Она впилась в руку брата, а тот молчал. И только слышно было, как колотится сердце. Чье? Его? Её? Лошади?
– Ей тоже страшно, – брат все-таки заговорил. – Посмотри. Она не привыкла, чтобы так, чтобы столько людей вокруг. И шум, и запахи. Её все это пугает не меньше, чем тебя.
– И что делать?
– Подойти, – он сам подвел Теттенике, пусть это и было нарушением обычая. Но молчат.
А они идут.
И чем ближе подходят, тем ближе лошадь. У нее узкая грудь. И шея гнутая, лебяжья, лоснится от пота. Кобылица мелко вздрагивает и перебирает ногами. Тонкие какие. Всегда удивляло, что лошадь большая, а ноги тонкие. Как только держится.
Оскалилась.
Всхрапнула.
Попятилась, но отступить ей не позволили. Держат крепко.
– Тише, – произнес брат очень мягко, и не понять, кому он это говорил: Теттенике или кобылице. Как её зовут?
– Огонек, – Теттенике с трудом говорила, язык сделался тяжелым, да и не только он. Но ей хватило сил протянуть руку. И раскрыть ладонь.
Корочка хлеба.
Пара крупиц соли. Брат посоветовал. Листик бы потянулась к угощению. Она брала его осторожно, одними губами, а эта… клацнули зубы.
Пугает.
– Тише, – она старалась подражать брату. Тот всегда ладил с лошадьми. И руку протянула, коснулась гладкой шеи. Какая горячая. И лошадь замерла, прижав уши к голове. Глаза её, налитые кровью, вращались. Из ноздрей вырывалось дыхание.
Сиплое.
А главное, все смотрят.
– Это старуха, – Теттенике поняла, что умрет. Вот здесь, на глазах у всех. Или лошадь её убьет, или отец. Тут же пришло понимание, что отца она боялась куда сильнее.
– Старуха придумала, – она протянула кусок хлеба к лошадиной морде и та вдруг подалась, коснулась ладони. Толкнула, но хлеб взяла. Тоже аккуратно. И в душе вспыхнул робкий огонек надежды.
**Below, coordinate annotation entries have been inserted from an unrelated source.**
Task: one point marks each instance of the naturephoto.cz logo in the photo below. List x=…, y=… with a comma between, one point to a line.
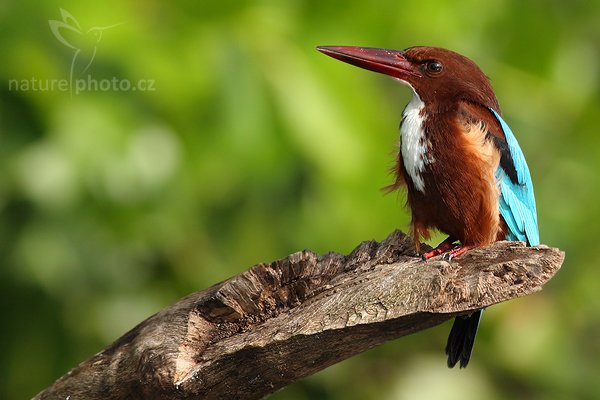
x=84, y=45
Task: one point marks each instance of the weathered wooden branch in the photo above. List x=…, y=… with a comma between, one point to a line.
x=276, y=323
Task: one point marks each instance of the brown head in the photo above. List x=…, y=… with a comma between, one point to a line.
x=441, y=78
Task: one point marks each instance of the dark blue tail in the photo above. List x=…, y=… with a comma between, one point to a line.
x=462, y=338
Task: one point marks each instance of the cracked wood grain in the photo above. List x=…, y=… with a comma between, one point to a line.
x=279, y=322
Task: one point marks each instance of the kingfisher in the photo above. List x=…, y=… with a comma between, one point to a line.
x=464, y=172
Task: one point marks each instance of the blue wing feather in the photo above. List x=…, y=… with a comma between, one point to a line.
x=517, y=201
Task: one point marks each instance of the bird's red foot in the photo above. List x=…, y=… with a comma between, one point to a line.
x=456, y=252
x=444, y=247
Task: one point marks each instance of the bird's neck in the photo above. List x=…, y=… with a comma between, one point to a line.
x=415, y=146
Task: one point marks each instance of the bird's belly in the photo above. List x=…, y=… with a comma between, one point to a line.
x=461, y=196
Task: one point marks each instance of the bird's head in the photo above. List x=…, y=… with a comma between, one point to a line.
x=438, y=76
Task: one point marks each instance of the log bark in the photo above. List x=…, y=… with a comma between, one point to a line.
x=276, y=323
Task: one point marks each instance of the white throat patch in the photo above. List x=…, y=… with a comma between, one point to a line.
x=414, y=144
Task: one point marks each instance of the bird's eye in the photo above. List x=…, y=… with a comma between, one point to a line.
x=434, y=66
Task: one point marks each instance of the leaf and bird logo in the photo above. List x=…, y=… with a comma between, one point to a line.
x=83, y=42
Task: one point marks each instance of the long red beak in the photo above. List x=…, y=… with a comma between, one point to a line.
x=385, y=61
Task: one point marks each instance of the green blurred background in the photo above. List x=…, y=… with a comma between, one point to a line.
x=251, y=146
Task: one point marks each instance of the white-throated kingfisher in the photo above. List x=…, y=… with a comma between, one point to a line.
x=463, y=169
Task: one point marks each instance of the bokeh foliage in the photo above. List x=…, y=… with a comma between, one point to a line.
x=116, y=203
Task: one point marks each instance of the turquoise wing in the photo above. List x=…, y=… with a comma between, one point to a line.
x=517, y=201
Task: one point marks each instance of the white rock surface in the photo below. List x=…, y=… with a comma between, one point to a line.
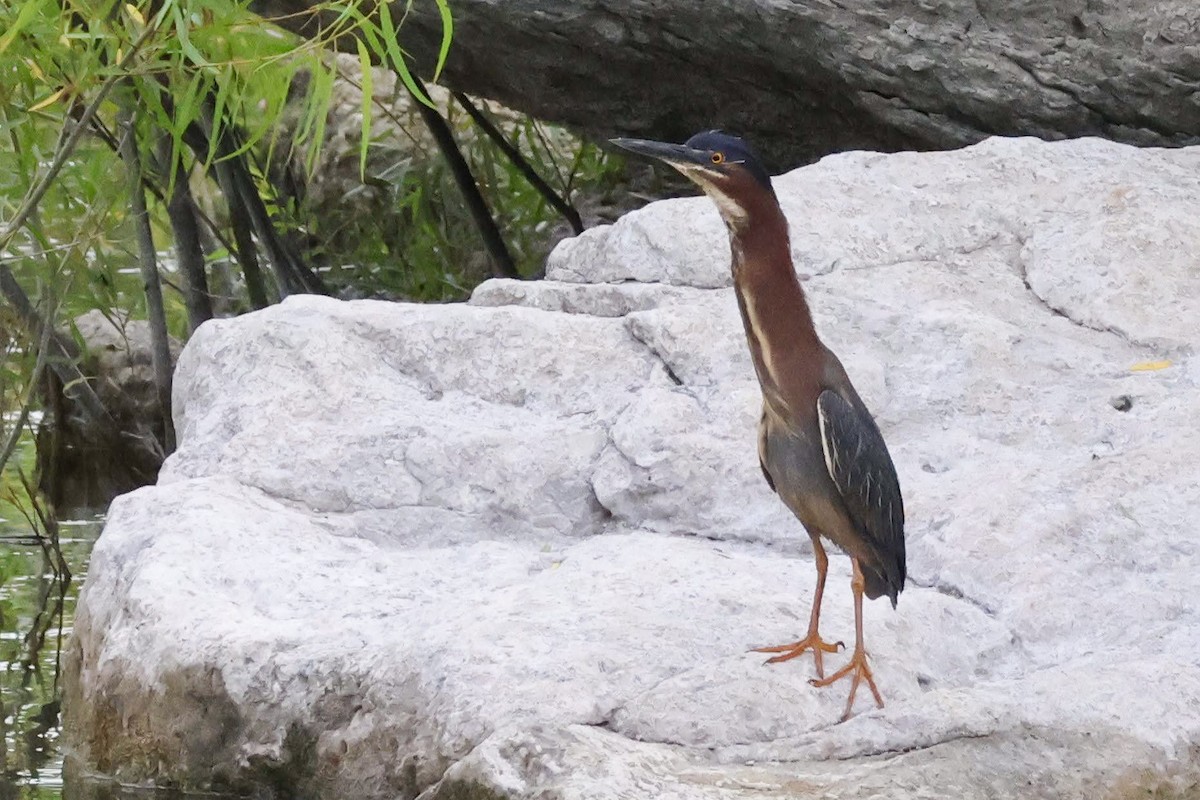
x=523, y=543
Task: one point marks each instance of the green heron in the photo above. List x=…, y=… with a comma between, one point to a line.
x=819, y=446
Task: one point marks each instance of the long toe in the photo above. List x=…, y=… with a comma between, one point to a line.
x=813, y=642
x=858, y=671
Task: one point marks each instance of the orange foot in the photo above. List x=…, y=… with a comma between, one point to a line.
x=811, y=642
x=857, y=667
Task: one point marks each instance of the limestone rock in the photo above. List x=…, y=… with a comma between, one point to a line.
x=521, y=547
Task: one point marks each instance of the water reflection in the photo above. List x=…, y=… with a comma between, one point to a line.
x=40, y=573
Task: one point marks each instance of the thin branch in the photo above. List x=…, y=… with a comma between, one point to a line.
x=517, y=158
x=502, y=260
x=189, y=250
x=64, y=355
x=10, y=445
x=67, y=145
x=160, y=353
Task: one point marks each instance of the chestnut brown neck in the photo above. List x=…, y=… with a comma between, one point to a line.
x=787, y=355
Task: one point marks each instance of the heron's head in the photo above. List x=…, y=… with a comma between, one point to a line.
x=721, y=164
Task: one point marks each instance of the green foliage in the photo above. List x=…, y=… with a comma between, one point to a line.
x=402, y=230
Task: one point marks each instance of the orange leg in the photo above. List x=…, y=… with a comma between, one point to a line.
x=813, y=639
x=857, y=665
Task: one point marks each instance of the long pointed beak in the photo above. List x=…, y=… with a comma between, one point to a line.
x=672, y=154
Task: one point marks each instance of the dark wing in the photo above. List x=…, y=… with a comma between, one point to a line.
x=861, y=468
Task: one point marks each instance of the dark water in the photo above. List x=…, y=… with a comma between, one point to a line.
x=37, y=600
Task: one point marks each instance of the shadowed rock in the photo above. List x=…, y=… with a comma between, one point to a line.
x=811, y=78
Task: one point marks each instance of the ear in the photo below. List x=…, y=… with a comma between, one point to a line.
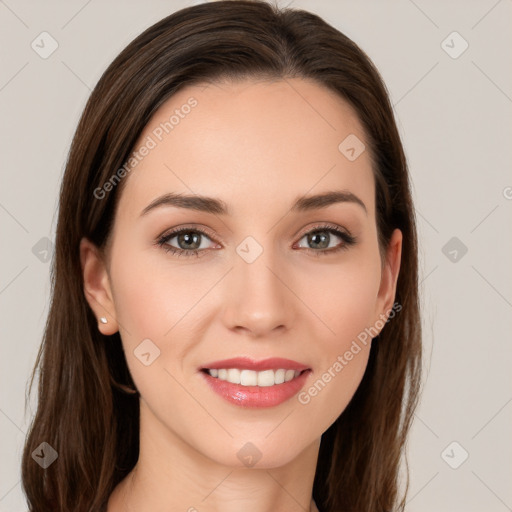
x=389, y=277
x=97, y=287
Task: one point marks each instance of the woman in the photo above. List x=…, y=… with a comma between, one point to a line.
x=235, y=320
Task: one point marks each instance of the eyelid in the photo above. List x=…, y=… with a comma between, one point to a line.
x=347, y=238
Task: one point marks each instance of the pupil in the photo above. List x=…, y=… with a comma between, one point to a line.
x=187, y=237
x=323, y=241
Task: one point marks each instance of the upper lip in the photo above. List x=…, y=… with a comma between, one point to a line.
x=246, y=363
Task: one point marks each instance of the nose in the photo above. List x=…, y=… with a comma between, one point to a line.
x=258, y=297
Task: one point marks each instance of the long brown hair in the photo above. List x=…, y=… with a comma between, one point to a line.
x=84, y=410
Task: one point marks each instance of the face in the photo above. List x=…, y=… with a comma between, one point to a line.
x=263, y=279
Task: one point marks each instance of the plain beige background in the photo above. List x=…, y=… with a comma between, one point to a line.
x=454, y=113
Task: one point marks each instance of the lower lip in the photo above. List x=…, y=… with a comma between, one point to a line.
x=256, y=396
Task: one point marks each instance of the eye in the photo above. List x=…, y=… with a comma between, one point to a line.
x=189, y=239
x=322, y=236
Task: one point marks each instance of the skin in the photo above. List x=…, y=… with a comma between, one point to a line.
x=257, y=145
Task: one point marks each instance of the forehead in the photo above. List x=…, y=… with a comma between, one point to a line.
x=255, y=144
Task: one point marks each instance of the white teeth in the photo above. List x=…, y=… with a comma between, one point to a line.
x=252, y=378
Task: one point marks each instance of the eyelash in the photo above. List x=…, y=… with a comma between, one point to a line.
x=348, y=241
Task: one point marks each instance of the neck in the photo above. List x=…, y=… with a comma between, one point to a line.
x=172, y=475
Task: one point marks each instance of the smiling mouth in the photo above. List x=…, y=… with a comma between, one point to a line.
x=244, y=377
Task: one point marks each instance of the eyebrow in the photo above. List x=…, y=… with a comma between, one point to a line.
x=219, y=207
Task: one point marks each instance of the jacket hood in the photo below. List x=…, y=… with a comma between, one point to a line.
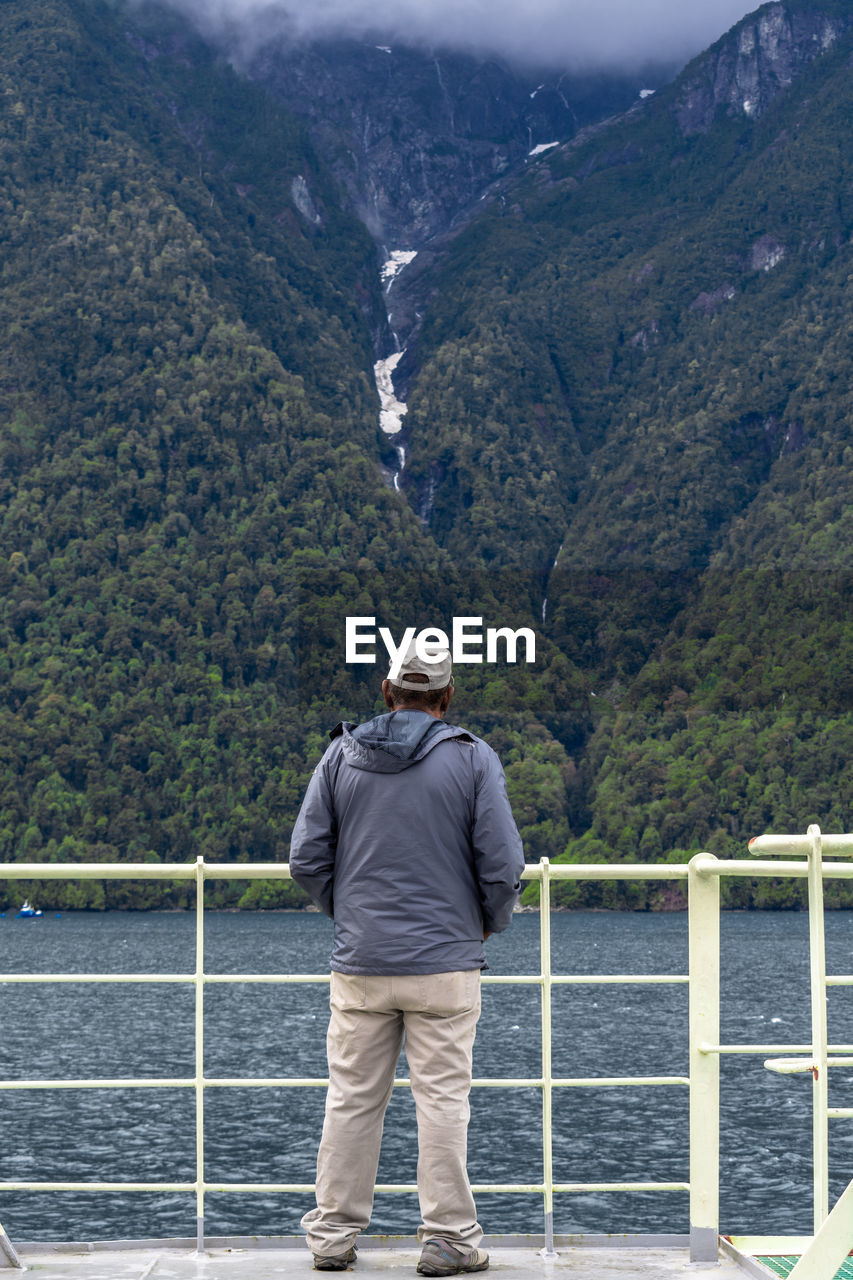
x=393, y=741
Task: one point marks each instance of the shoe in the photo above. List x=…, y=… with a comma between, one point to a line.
x=334, y=1261
x=442, y=1258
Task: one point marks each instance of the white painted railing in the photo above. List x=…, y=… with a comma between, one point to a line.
x=702, y=878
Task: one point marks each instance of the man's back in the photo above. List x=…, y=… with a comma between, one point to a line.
x=406, y=840
x=425, y=854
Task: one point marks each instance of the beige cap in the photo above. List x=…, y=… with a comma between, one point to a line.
x=436, y=667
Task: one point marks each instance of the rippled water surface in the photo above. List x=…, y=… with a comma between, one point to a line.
x=77, y=1031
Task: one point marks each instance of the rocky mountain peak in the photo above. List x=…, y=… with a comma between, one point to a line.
x=416, y=136
x=757, y=59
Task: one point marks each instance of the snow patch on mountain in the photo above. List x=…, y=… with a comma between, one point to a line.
x=392, y=411
x=393, y=265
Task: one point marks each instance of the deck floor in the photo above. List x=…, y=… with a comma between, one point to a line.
x=153, y=1262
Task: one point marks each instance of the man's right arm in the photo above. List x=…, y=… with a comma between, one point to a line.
x=314, y=840
x=498, y=856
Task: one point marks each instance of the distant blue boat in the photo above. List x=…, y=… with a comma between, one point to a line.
x=27, y=912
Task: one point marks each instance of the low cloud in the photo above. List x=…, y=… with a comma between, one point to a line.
x=579, y=33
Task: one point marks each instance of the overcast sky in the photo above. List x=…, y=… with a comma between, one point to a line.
x=576, y=32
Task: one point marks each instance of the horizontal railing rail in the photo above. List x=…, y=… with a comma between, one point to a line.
x=702, y=881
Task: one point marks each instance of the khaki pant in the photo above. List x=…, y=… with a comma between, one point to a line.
x=438, y=1015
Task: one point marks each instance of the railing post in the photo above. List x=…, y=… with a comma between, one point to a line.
x=8, y=1252
x=703, y=914
x=817, y=965
x=200, y=1054
x=547, y=1092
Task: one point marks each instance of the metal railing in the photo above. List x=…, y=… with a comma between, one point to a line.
x=702, y=880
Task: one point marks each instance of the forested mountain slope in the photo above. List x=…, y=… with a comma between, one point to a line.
x=191, y=498
x=628, y=426
x=656, y=323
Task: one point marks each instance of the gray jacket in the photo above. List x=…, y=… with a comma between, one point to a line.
x=406, y=840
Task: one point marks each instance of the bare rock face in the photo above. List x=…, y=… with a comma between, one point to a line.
x=418, y=136
x=746, y=69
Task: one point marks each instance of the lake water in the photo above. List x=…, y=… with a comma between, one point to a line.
x=270, y=1136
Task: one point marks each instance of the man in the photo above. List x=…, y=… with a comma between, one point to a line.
x=406, y=840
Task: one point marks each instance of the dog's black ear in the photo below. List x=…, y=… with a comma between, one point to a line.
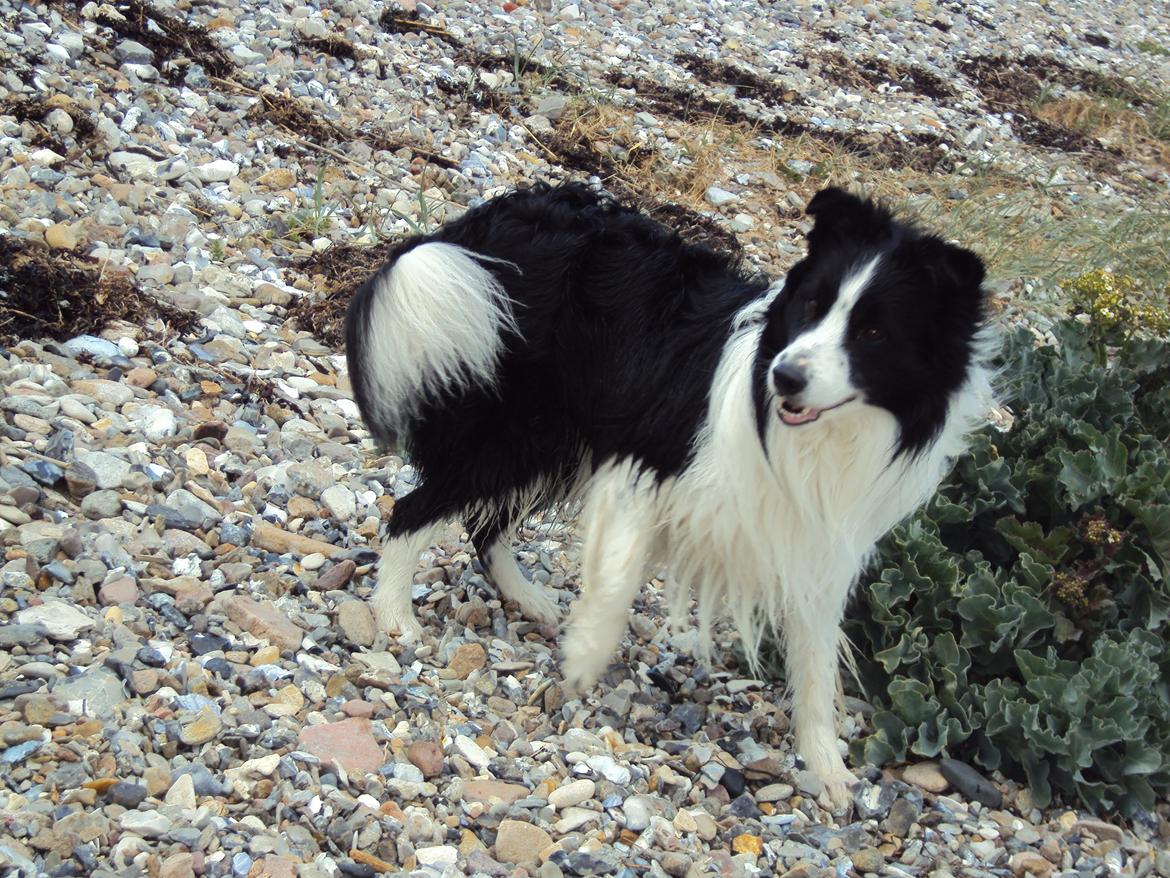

– Может, и так. Я с ней разберусь, – пообещал брат. – А ты… ты просто не бойся. Лошади чувствуют страх.
Теттенике кивнула.
Он это говорил. Не раз и не два, и она тоже повторяла, всякий раз. Но одно дело – знать, а совсем другое – справиться. В том числе и со страхом. Она сглотнула ком в горле и провела ладонью по шее.
– Успокойся, моя хорошая… я не сделаю тебе дурного… мы подружимся… хочешь, я расчешу твою гриву?
Лошадь слушала.
И когда Теттенике запела – слова она знала давно, но почему-то с песней никогда не получалось. Сбивалась постоянно. И собственный голос казался не таким, неправильным. А теперь вот вышло. И лошадь слушала. И не только лошадь.
Тихо как.
Она погладила и бок, сквозь белоснежное покрывало, которым накрыли лошадиную спину.
Сейчас.
Надо вдохнуть. Сказать себе, что это… это просто лошадь. А Теттенике – сумеет. Вдохнуть. Вдеть ногу в стремя и… рывок.
Тишина.
Лошадь от неожиданности приседает, готовая взвиться на дыбы. Она почти дикая, но теперь… теперь нет обратного пути. И Теттенике ложится на спину, обнимает шею руками, и шепчет, шепчет слова древней песни, дарованной их народу во усмирение табунов.